El choque comenzó con dominio visitante. El Albacete se adueñó del balón y encerró a los conquenses en su área. Juanlu, uno de los más destacados, abrió el marcador en el minuto cuatro con un potente zurdazo tras una buena jugada individual. A pesar del gol, los de Manolo Moya tardaron en reaccionar, aunque poco a poco fueron entrando en el partido. Adri y Cerzi tuvieron las primeras ocasiones para los locales, pero el guardameta Javi respondió con acierto.

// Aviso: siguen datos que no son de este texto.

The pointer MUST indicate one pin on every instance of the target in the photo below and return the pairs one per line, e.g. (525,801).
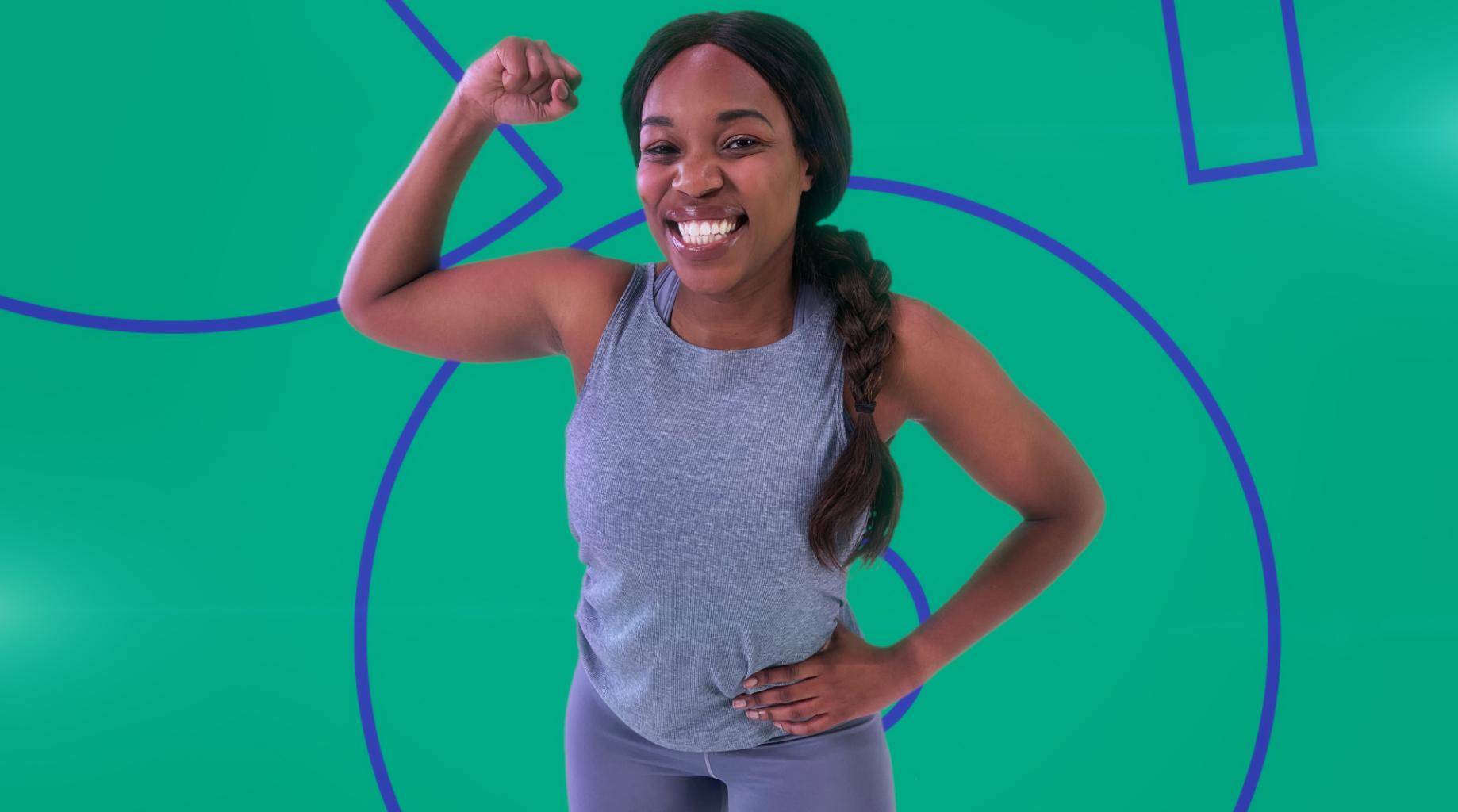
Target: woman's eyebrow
(722,118)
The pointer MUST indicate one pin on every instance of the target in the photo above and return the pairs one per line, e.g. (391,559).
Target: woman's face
(742,163)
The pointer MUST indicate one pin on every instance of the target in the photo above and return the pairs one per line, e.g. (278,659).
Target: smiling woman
(718,483)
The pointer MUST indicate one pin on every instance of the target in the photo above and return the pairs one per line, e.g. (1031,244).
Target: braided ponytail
(865,480)
(864,483)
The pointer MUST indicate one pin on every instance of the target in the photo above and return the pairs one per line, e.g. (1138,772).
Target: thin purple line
(897,563)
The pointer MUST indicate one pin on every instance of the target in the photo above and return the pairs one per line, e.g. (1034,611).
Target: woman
(727,448)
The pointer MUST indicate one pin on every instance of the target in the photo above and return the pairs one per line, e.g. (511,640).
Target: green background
(182,516)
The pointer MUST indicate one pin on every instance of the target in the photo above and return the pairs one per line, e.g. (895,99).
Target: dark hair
(836,261)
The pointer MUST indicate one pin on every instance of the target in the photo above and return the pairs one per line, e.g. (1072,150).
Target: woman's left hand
(847,678)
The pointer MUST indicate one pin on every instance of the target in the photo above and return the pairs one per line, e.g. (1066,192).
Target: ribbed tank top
(690,477)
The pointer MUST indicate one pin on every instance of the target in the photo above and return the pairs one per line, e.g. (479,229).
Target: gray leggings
(612,768)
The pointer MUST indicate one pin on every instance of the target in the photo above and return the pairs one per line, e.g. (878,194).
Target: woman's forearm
(1012,575)
(403,239)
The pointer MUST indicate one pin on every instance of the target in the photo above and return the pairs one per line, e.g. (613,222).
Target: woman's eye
(654,151)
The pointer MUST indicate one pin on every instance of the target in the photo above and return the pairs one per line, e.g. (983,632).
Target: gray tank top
(690,477)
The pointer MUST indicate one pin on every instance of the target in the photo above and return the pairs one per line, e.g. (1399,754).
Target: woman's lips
(703,252)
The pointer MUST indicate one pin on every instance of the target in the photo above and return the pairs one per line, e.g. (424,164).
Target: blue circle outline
(899,565)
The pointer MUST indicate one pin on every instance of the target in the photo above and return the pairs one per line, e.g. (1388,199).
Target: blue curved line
(918,595)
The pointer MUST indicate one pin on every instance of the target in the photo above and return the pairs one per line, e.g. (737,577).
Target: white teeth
(704,232)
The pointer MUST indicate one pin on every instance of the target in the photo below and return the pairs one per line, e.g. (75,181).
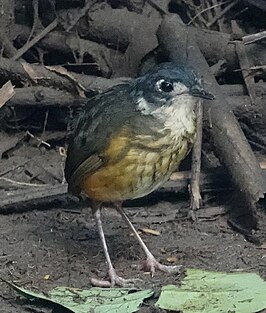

Cuando mejor estaba el VivoCuenca, un error en la ejecución de un córner permitió a Ruby aprovechar el regalo para firmar el 0-2. El tanto fue un duro golpe para los azulones, aunque Adri, de falta directa, recortó distancias justo antes del descanso (1-2), dejando todo abierto para la segunda parte.
En la reanudación, el VivoCuenca salió con otra cara, presionando alto y generando numerosas ocasiones. Budia, Valen y Cerzi rozaron el empate, que acabaría llegando desde el punto de penalti. La pena máxima, cometida sobre Adri, fue transformada por Budia para establecer el 2-2. El impulso conquense no se detuvo, y poco después Adri aprovechó un error del meta visitante Asensio para adelantar a los suyos (3-2), desatando la euforia en El Sargal.
Sin embargo, el Albacete no se rindió. Un tiempo muerto estratégico sirvió para ordenar el ataque con portero-jugador, y la apuesta dio resultado. A tres minutos del final, Diego empató el encuentro y, apenas un minuto después, Mario Sáez culminó la remontada con un espectacular zurdazo a la escuadra (3-4).
El VivoCuenca aún tuvo la última, con un disparo al larguero de Rufo a falta de diez segundos, pero el marcador ya no se movió. Los conquenses firmaron un gran partido ante el líder invicto, pero los pequeños detalles volvieron a decidir.